Prices have jumped for used cars. Demand for used cars has increased during the recession, both because people are less willing to pay premium prices for a new car, and because the credit crunch has made many less able to get financing. But higher demand for used has also led to higher prices. A 2005 Ford Edge that might have gone for $5,000 two years ago now costs closer to $7,000.
Used cars aren't necessarily cheaper than new cars. In the past, drivers could count on a vehicle's value depreciating 20% to 30% during the first year, making relatively new used cars a great bargain. Now, cash incentives and low financing offers can make new cars nearly as affordable as - if not cheaper than - used cars of the same model that are a year or two old. Buying a 2010 Audi Premium Plus is roughly $4,000 less expensive than purchasing a used 2009.

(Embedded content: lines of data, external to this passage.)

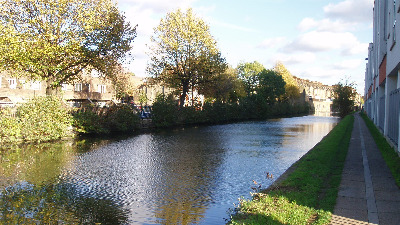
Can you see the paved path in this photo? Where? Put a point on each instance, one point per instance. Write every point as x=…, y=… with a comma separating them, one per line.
x=368, y=193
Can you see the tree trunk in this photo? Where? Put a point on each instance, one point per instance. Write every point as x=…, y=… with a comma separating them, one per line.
x=185, y=89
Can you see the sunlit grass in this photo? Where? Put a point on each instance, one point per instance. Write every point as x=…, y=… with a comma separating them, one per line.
x=308, y=194
x=390, y=156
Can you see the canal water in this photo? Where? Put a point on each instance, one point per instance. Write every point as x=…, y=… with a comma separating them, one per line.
x=184, y=176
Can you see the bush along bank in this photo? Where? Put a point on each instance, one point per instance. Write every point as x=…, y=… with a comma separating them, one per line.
x=41, y=119
x=114, y=119
x=48, y=118
x=308, y=194
x=166, y=112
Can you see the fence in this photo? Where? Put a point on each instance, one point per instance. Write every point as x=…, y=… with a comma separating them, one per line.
x=393, y=120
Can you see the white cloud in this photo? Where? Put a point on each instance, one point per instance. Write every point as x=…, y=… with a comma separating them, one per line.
x=315, y=41
x=348, y=64
x=272, y=42
x=325, y=25
x=157, y=6
x=351, y=10
x=291, y=59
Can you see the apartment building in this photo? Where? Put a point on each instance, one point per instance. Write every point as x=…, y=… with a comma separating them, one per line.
x=382, y=81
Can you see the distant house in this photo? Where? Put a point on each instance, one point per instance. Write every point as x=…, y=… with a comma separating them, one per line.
x=382, y=75
x=91, y=89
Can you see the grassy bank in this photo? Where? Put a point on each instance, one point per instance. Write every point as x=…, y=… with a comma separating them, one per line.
x=389, y=154
x=308, y=194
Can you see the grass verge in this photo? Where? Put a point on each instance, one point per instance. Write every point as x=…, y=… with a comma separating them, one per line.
x=390, y=156
x=308, y=194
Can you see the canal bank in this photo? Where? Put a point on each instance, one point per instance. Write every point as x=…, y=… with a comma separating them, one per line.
x=365, y=194
x=187, y=175
x=306, y=193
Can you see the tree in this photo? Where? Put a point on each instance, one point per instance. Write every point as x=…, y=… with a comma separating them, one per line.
x=184, y=55
x=270, y=85
x=292, y=90
x=344, y=95
x=54, y=40
x=248, y=74
x=225, y=87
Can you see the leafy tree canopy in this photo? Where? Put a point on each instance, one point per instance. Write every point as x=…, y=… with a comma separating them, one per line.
x=225, y=87
x=184, y=55
x=292, y=90
x=344, y=97
x=271, y=85
x=248, y=73
x=54, y=40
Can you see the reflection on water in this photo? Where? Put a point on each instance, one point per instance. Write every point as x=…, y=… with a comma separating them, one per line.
x=185, y=176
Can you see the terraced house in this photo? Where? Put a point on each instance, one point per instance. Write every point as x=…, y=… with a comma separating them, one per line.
x=91, y=88
x=382, y=76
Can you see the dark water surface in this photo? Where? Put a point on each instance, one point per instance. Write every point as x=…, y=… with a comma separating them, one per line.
x=184, y=176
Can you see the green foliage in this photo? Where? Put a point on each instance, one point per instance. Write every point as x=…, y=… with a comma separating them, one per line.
x=44, y=119
x=164, y=111
x=121, y=118
x=344, y=95
x=391, y=157
x=292, y=90
x=88, y=121
x=270, y=86
x=10, y=129
x=308, y=194
x=225, y=87
x=115, y=119
x=248, y=72
x=184, y=54
x=55, y=40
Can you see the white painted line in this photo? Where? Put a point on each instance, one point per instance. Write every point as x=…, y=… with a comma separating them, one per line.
x=369, y=190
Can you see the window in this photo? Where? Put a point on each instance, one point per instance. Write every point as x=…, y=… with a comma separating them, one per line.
x=394, y=25
x=23, y=83
x=78, y=87
x=36, y=85
x=12, y=83
x=101, y=88
x=87, y=87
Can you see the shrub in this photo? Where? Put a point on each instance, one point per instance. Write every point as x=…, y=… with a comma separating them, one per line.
x=164, y=112
x=10, y=129
x=88, y=121
x=44, y=119
x=121, y=118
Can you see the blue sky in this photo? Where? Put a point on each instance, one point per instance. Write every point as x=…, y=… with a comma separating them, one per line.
x=319, y=40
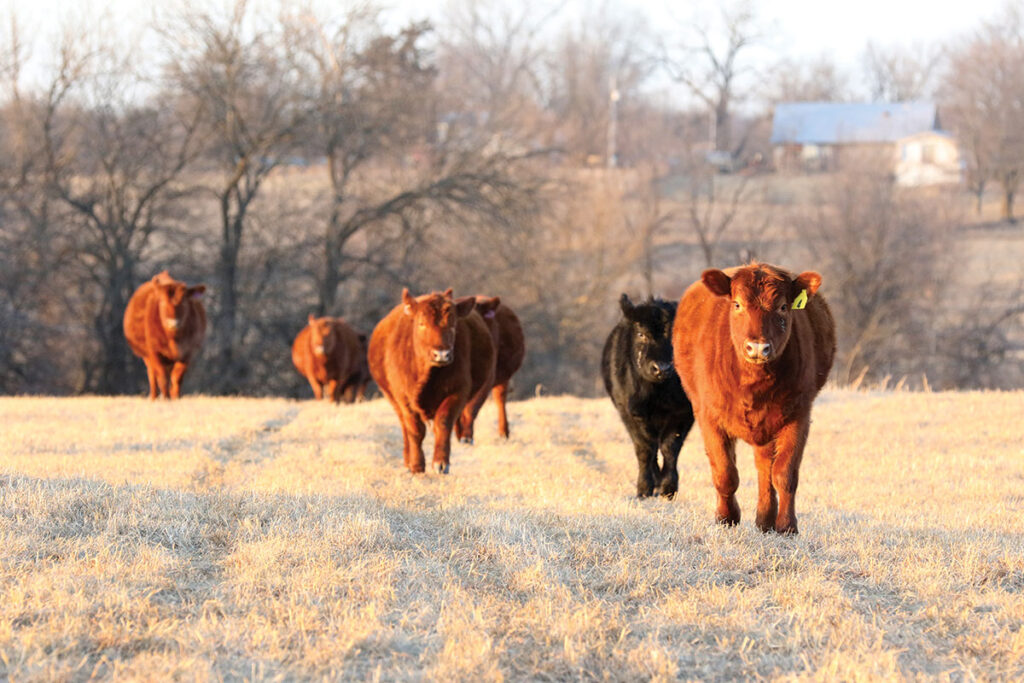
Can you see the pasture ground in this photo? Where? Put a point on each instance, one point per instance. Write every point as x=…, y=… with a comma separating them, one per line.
x=265, y=539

Buying out a lease may make sense. If you've been leasing a car, check out the buy-out price against the car's current market value. Financing companies set those prices when you sign the lease, so prices haven't caught up to recession-inflated car values. You can even buy out someone else's lease on LeaseTrader.com.
Stealth lemons are out there. Cash for Clunkers didn't get all the lemons off the lots. The recession has made some consumers less able to care for their cars, and even dealerships may shirk lease-end maintenance. It's all the more important to get an accurate vehicle history report as well as an inspection from an impartial mechanic.